I know I’m living on another planet. Just days before Thanksgiving—that most American of holidays in terms of myth and nostalgia—I was reminded yet again in a very in-your-face sort of way of how shitty nearly every human I manage to rub elbows with, or come close enough to, and having their noxious aura leak into my own personal space. Did I tell you that I hate most humans (or many of the ones I am forced to endure, daily)?
At work, there is a tree. Someone thought we could all write what we’re thankful for on a blank leaf. Then, hang it on the tree. I don’t hold it against them. They meant well.
For more than a week now, I’ve been trying to think of something I could write that wouldn’t sound snarky, or be considered mean, or end up simply being sad. It occurred to me today that I won’t be adding a leaf to the tree.
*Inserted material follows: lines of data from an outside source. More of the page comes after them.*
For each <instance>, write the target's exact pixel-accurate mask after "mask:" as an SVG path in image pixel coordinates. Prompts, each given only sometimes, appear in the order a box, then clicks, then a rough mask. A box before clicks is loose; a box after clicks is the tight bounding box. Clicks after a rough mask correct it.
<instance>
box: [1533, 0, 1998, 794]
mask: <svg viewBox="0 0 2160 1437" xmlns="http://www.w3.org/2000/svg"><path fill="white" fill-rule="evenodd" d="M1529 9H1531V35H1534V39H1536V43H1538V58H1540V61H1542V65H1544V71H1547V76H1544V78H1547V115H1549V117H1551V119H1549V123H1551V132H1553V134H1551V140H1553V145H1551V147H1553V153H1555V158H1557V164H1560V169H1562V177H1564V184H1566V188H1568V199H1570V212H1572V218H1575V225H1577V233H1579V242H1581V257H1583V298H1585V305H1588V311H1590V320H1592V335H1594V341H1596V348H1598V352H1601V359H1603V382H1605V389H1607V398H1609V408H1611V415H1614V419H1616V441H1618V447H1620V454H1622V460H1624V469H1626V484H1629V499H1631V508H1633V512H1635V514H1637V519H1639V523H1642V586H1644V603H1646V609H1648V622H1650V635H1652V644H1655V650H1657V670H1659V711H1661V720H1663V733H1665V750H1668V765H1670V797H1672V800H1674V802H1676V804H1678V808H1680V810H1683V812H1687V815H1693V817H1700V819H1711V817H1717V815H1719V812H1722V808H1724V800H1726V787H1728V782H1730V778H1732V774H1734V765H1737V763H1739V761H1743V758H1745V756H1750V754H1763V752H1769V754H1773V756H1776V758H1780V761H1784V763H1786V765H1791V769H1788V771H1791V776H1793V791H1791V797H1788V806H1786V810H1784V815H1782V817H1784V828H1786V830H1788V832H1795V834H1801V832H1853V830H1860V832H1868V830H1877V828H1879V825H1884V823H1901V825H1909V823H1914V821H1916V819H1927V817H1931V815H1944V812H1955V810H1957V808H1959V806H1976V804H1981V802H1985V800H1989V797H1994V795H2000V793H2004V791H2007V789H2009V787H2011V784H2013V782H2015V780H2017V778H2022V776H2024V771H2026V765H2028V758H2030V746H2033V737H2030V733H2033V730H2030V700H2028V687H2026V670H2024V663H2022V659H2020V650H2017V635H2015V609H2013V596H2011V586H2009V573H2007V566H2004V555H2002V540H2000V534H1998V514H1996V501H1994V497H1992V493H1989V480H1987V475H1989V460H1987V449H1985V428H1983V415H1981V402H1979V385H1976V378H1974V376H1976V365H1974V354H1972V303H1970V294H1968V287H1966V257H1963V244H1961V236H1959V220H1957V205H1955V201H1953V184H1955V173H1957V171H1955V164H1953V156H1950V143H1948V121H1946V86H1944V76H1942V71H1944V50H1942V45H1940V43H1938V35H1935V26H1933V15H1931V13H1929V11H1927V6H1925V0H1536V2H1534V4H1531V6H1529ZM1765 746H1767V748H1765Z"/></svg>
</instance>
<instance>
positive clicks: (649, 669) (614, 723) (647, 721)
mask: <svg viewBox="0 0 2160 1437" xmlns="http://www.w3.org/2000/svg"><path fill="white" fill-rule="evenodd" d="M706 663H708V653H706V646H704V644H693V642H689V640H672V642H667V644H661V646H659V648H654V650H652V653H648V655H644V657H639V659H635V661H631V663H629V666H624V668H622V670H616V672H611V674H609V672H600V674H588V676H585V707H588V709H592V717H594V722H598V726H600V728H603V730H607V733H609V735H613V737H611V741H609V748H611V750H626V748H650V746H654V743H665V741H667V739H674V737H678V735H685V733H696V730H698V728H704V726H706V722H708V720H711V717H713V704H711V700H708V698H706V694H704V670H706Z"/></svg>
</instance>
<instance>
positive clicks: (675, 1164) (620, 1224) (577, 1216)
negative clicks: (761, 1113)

Before Mark was killed, I had a dream. In the dream, I was asked to front a band and play guitar. This from the guy who was years out from beginning his year-long journey into simply surviving, picking up a guitar and playing it nearly every day. In the dream, somehow, I faked my way through songs and they sounded really good. I woke from the dream and thought, “I wish I could play like that.”
Yesterday, after the shittiest of shitty Mondays at work, listening to angry, entitled people rail and malign their healthcare (in America, if you have it, you are fucking lucky!), I came home to a cacophony of hammers, yelling, and a generator whirring across the street. My neighbors were having a roof repair done. I’m sorry their roof was leaking—they are perfectly nice people and the best anyone could ask for in terms of living near, but of all days, I simply wanted something other than this home repair racket.
I spent a few minutes playing with Lucy and then, down into the basement I went. I flicked on the power switch on Voxie and picked up Danny off the guitar stand. I ran through “Cinnamon Girl” by Neil Young. I then spent time working on adding a bridge to “Spaceship Blues,” the new song I wrote last week. I played “Rachel, Rachel,” another song I wrote. It dawned on me that my dream was coming true.
I could turn this into a listicle of things people should do for Thanksgiving. I’ll spare you and not waste my time engaging in futility.
Instead, I’ll turn my attention to music and another song that has meaning for two reasons this season: one, Christmas will always be the worst of seasons for me and Mary for obvious reasons if you know us and the abridged version of our story at all. Two, I’m learning this one by Sufjan Stevens as my own “Christmas Song” this year.
People might suck, at least most of the ones I’ve wasted my time attempted to remain tethered too: but playing guitar and getting a little better every day doesn’t.